Monday, November 10, 2008
Charles Peace I
Volume I, No.1 of Famous Crimes Past and Present Police Budget Edition was a penny periodical of about 1903 edited and published by Harold Furniss, Caxton House, Gough Square, Fleet Street, London. Many of the fine illustrations were signed 'Cyclops.' There was a companion paper titled Famous Fights Past and Present also edited by Furniss and packed with superb artwork.
Charles Peace was on the cover of No. 1, the continued serial was titled Charles Peace, Most Marvellous Malefactor of the Nineteenth Century and reached novel-length size. There was also a long-running series, In The Times of Torture, a history with pictures of various nefarious implements and their uses - not for the faint of heart -- a Dick Turpin continuity, How Doctor Pritchard Poisoned His Wife and a visit to the Morgue of Paris in that first issue. In times of Torture ended with the following. "Next week we shall describe the refined torture of the Bell Collar, the feindishly cruel Spanish Mouth Pear, and the iniquities of the Vehmgericht."

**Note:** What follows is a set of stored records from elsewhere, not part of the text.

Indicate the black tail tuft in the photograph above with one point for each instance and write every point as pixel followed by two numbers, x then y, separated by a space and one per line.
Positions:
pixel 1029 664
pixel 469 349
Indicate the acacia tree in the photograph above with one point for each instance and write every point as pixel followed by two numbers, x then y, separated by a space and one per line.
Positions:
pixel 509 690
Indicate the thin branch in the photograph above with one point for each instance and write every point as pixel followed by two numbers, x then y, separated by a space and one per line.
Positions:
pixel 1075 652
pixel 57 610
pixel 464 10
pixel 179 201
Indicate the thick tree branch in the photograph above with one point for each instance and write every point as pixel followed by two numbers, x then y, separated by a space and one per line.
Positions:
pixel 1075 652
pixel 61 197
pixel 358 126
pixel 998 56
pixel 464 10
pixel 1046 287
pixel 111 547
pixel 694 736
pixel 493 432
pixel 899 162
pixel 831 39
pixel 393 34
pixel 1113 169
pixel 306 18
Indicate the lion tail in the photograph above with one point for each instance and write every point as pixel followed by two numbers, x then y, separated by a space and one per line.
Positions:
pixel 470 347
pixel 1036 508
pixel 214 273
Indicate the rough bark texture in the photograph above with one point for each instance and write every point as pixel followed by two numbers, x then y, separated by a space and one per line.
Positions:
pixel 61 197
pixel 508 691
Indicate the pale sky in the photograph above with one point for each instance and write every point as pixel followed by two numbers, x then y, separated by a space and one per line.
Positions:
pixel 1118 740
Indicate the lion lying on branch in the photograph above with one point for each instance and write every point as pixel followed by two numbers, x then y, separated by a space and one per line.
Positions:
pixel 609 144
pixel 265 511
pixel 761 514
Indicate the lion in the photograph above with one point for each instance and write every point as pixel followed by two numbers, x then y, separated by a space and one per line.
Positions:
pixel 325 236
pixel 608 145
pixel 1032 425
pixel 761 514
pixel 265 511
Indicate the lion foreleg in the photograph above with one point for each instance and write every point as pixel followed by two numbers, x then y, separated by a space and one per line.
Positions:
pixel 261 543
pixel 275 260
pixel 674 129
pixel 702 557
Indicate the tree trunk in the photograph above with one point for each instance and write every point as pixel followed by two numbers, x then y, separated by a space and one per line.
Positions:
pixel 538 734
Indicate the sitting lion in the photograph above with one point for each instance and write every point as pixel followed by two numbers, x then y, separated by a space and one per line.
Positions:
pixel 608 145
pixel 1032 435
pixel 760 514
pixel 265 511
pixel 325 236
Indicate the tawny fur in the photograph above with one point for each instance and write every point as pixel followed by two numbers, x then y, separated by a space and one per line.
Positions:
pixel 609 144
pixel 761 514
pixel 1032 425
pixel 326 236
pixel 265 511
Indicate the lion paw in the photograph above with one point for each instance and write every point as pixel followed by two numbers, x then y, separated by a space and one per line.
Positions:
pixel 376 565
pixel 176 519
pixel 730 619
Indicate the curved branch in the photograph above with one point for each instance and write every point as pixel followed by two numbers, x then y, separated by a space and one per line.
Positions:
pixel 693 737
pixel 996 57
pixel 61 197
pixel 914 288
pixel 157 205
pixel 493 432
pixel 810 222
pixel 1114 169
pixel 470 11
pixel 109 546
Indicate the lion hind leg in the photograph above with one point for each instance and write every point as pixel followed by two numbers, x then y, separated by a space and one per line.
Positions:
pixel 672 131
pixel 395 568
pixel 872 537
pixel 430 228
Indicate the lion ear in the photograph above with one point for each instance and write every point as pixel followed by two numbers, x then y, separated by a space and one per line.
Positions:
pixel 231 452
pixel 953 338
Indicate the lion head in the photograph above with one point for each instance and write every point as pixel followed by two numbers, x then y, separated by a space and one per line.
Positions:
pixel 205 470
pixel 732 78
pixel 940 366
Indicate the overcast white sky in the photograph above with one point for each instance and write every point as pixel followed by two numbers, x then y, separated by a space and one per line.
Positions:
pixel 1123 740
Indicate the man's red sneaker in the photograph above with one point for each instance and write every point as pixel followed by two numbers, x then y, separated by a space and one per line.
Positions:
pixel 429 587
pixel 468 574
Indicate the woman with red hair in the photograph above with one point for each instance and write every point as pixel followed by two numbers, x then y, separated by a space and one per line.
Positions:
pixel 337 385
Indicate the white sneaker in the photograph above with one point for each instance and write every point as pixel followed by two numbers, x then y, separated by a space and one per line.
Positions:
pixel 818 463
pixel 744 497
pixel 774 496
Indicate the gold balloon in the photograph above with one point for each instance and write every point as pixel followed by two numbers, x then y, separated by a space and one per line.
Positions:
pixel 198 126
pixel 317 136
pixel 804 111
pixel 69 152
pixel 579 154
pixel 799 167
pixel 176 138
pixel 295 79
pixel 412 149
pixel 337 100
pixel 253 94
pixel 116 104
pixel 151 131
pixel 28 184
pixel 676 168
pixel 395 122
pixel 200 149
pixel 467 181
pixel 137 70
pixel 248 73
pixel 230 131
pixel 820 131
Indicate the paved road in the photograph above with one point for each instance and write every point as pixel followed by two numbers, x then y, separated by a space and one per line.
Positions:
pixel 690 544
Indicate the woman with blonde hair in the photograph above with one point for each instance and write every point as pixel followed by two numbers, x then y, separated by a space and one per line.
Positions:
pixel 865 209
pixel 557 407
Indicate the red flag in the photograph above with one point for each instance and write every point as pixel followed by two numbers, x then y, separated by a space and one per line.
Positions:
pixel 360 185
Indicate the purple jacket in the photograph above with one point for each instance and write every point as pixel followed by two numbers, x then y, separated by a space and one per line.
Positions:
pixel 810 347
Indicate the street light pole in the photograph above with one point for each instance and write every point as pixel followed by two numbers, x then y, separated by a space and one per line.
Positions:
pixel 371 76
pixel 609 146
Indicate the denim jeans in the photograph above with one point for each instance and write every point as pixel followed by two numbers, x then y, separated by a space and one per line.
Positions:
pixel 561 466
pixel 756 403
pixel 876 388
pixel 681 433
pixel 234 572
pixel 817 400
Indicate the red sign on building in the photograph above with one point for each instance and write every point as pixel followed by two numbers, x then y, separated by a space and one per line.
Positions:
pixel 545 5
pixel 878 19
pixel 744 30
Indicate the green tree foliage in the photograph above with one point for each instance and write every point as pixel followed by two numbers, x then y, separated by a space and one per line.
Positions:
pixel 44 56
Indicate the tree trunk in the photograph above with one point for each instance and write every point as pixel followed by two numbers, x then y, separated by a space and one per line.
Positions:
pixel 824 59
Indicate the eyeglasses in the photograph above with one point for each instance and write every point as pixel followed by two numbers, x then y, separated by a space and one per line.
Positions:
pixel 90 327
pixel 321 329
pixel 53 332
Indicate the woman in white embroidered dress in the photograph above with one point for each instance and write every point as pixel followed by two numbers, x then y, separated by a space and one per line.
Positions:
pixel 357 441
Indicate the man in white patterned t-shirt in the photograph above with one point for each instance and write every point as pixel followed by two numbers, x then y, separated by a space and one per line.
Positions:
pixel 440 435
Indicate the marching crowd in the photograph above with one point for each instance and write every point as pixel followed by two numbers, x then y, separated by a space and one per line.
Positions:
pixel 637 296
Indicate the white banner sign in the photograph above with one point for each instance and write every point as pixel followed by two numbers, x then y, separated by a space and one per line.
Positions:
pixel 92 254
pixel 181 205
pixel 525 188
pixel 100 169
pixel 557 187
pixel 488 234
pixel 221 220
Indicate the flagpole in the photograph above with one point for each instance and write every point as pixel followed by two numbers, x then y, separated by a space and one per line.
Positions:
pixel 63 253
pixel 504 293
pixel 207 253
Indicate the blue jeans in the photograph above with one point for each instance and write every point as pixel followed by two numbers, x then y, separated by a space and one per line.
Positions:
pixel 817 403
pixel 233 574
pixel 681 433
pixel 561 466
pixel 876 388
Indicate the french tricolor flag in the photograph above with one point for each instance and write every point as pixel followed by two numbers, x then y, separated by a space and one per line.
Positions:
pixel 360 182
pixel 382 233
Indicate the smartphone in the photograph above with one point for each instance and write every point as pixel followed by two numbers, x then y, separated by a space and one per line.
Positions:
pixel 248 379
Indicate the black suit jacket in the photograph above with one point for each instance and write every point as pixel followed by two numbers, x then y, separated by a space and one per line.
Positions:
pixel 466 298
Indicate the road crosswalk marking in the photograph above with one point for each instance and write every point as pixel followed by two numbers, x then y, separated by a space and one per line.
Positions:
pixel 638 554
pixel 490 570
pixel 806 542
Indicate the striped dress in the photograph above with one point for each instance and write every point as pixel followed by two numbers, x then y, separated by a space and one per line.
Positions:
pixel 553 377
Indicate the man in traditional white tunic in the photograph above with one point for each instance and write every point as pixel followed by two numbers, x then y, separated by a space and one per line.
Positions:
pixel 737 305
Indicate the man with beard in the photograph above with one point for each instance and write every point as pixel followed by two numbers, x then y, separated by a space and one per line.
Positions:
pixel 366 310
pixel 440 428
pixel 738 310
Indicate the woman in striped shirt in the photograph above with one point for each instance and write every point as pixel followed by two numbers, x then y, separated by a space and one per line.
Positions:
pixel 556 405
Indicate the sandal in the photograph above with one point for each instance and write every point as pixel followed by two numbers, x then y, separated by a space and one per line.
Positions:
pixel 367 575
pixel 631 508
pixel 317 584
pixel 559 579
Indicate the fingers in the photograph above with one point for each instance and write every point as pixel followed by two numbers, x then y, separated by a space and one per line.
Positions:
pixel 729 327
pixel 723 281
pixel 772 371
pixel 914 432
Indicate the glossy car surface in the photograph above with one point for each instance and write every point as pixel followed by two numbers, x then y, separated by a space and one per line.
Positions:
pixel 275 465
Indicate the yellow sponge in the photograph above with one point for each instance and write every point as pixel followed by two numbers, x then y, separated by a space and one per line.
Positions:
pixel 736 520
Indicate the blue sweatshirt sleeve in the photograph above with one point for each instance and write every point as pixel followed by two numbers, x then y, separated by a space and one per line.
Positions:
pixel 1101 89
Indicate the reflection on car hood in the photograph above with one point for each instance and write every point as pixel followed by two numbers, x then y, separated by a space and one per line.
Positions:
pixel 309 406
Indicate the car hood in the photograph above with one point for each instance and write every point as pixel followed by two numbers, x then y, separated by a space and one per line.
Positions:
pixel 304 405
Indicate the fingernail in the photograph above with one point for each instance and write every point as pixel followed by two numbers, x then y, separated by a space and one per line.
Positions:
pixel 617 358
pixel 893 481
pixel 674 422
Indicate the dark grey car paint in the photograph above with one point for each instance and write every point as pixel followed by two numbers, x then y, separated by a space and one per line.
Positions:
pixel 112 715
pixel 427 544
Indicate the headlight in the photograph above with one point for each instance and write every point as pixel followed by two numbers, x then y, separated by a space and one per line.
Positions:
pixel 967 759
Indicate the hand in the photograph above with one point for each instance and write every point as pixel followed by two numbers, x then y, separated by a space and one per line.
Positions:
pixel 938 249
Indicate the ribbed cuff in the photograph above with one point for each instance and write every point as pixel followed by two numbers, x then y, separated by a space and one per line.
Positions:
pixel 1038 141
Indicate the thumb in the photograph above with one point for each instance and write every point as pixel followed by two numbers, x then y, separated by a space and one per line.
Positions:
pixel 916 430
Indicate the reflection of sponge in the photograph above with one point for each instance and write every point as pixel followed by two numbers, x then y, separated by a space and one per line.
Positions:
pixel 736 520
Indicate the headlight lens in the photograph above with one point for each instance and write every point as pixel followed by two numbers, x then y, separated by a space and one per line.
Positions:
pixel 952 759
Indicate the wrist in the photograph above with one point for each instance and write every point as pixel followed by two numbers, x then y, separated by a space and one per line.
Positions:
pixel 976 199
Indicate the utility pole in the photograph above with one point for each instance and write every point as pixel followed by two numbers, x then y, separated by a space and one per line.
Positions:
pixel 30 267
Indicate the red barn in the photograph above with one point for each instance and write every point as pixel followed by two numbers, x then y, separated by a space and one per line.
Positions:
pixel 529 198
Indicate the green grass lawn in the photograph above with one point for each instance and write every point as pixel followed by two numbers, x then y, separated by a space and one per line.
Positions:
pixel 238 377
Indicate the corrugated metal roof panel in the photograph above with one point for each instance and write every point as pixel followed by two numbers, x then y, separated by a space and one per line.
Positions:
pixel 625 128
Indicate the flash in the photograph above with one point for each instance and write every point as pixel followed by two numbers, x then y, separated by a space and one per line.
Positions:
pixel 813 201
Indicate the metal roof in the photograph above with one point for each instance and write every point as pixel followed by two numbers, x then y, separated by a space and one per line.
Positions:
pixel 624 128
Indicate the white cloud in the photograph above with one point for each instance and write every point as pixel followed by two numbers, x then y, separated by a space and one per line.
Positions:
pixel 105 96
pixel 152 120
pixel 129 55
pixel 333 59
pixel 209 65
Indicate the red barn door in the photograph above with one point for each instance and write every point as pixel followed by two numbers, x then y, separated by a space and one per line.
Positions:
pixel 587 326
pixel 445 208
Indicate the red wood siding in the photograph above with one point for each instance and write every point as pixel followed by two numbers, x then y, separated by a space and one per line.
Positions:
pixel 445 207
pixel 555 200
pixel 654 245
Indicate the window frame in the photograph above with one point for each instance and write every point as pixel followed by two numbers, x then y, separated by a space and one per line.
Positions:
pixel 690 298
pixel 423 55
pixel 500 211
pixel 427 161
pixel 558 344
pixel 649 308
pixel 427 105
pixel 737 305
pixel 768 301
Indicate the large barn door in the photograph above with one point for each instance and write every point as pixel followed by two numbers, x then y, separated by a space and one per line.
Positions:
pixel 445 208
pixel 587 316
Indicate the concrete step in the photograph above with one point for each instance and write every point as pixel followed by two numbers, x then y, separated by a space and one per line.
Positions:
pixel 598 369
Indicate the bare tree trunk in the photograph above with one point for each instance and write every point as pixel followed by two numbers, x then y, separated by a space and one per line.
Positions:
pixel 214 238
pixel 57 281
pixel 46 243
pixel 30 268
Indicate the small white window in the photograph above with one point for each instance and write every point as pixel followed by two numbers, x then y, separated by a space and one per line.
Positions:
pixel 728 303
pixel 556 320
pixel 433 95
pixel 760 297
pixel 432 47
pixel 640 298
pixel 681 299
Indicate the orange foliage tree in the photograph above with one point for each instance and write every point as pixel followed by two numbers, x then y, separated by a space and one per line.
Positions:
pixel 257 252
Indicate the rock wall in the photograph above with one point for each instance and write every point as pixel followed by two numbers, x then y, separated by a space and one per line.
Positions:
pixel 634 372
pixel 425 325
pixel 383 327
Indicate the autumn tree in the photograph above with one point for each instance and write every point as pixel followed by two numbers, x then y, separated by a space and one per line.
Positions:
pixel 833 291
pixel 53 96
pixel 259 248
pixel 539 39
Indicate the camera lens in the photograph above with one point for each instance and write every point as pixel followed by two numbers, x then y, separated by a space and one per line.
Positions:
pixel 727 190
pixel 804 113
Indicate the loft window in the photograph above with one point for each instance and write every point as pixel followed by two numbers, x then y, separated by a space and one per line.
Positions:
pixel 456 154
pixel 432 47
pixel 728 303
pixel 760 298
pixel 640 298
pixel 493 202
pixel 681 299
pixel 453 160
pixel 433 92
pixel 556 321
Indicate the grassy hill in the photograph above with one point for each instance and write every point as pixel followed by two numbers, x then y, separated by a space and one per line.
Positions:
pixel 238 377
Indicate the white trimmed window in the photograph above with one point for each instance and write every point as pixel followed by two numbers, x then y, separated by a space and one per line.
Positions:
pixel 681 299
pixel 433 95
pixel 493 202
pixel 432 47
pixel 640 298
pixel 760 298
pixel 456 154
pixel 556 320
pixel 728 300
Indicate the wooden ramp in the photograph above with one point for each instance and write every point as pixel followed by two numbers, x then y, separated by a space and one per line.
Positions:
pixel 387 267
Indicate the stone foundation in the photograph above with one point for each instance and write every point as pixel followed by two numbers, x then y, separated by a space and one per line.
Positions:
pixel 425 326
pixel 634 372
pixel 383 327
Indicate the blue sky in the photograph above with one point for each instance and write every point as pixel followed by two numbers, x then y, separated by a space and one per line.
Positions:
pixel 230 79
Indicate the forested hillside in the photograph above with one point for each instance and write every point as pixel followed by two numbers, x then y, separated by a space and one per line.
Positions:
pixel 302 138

No. 2 had Burke and Hare on the cover, Volume II, no. 13 had Jack the Ripper on the cover, the continuity was called Jack the Ripper The Story of the Whitechapel Murders, again lavishly illustrated, this time by Ferdinand F. Fissi. Volume II No. 22 serialized the cover story of Margaret Catchpole.
The leading serials and gruesome articles ranged throughout the eighteenth and nineteenth centuries and every malefactor known to history was covered. It was horribly sensational and jam-packed with excellent illustrations.
The first series ran for ten volumes and ended at no. 125 in 1905. A second series ran 3 volumes (1908-1909) and ended with no.36. Subsequently it was incorporated in The Illustrated Police Budget which was first published by A. Ritchie & Co., penny dreadful publishers on March 30, 1873. A new edition began June 10, 1893 and ran 880 numbers to April 16, 1910 then became the Illustrated Sporting Budget and Boxing Record from April 23, 1910 to August 6, 1912. The editor was Harold Furniss, the printer publisher was Frank Shaw.